Thanks for suggestions and editorial work from co-authors and volunteer reviewers. The 06-version of Yeti Testbed experience draft is ready for public review.(Github repo of this draft) Now it is in the queue of IETF Independent Submission Editor(ISE). The comments from reviewer are welcome and to be sent to the ISE.

It is worth mentioning that in this draft, a conclusion section is added for the convenience of audience which includes a brief list of findings and experience. In addition it suggests several topics worthy of future study based on experience gained during the operation of Yeti DNS testbed.

o Priming Truncation and TCP-only Yeti-Root servers: observe and measure the worst-possible case for priming truncation by responding with TC=1 to all priming queries received over UDP transport, forcing clients to retry using TCP. This should also give some insight into the usefulness of TCP-only DNS in general.

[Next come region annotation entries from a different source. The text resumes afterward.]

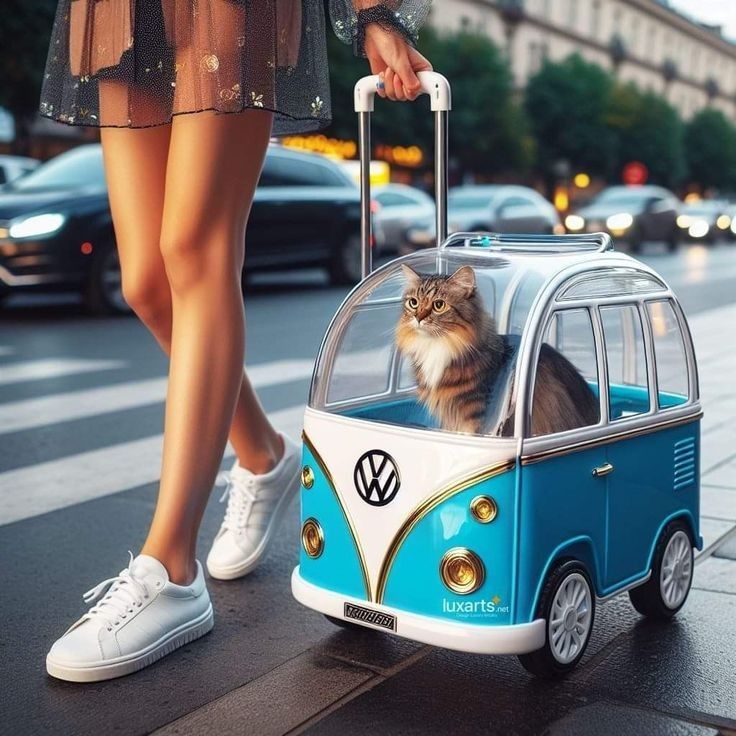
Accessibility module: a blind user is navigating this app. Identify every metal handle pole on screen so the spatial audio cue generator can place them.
[358,110,373,279]
[353,71,451,278]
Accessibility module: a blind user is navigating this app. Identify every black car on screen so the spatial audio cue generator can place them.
[0,144,360,313]
[565,185,680,251]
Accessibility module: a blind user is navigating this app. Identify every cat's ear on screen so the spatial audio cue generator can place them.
[401,263,422,289]
[447,266,475,294]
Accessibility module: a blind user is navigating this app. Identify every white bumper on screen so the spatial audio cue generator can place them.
[291,565,545,654]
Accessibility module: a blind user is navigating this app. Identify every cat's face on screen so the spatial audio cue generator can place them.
[401,264,481,339]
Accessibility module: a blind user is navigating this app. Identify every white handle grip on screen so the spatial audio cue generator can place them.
[353,72,452,112]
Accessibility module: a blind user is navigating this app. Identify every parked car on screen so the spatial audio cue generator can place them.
[677,199,732,243]
[0,155,41,184]
[0,144,360,313]
[371,184,435,255]
[565,185,681,252]
[402,184,560,252]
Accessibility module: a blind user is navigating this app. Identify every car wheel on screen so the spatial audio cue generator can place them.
[84,241,131,314]
[327,232,362,286]
[629,520,694,620]
[519,560,595,678]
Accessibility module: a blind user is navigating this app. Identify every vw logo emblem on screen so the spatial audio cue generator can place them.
[353,450,401,506]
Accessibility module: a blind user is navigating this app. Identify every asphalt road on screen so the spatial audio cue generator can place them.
[0,245,736,736]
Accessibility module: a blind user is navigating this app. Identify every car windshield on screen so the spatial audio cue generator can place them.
[309,247,562,437]
[447,192,495,210]
[5,146,105,192]
[591,192,651,209]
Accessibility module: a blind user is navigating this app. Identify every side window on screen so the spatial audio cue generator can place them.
[530,309,600,437]
[647,300,689,409]
[600,304,649,421]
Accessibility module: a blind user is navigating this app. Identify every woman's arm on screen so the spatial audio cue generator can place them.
[329,0,432,100]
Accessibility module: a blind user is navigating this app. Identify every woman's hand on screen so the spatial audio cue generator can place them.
[364,23,432,100]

o KSK ECDSA Rollover: one possible way to reduce DNSKEY response sizes is to change to an elliptic curve signing algorithm. While in principle this can be done separately for the KSK and the ZSK, the RIPE NCC has done research recently and discovered that some resolvers require that both KSK and ZSK use the same algorithm. This means that an algorithm roll also involves a KSK roll. Performing an algorithm roll at the root would be an interesting challenge.

o Sticky Notify for zone transfer: the non-applicability of IXFR as a zone transfer mechanism in the Yeti DNS testbed could be mitigated by the implementation of a sticky preference for master server for each slave, such that an initial AXFR response could be followed up with IXFR requests without compromising zone integrity in the case (as with Yeti) that equivalent but incongruent versions of a zone are served by different masters.

o Key distribution for zone transfer credentials: the use of a shared secret between slave and master requires key distribution and management whose scaling properties are not ideally suited to systems with large numbers of transfer clients. Other approaches for key distribution and authentication could be considered.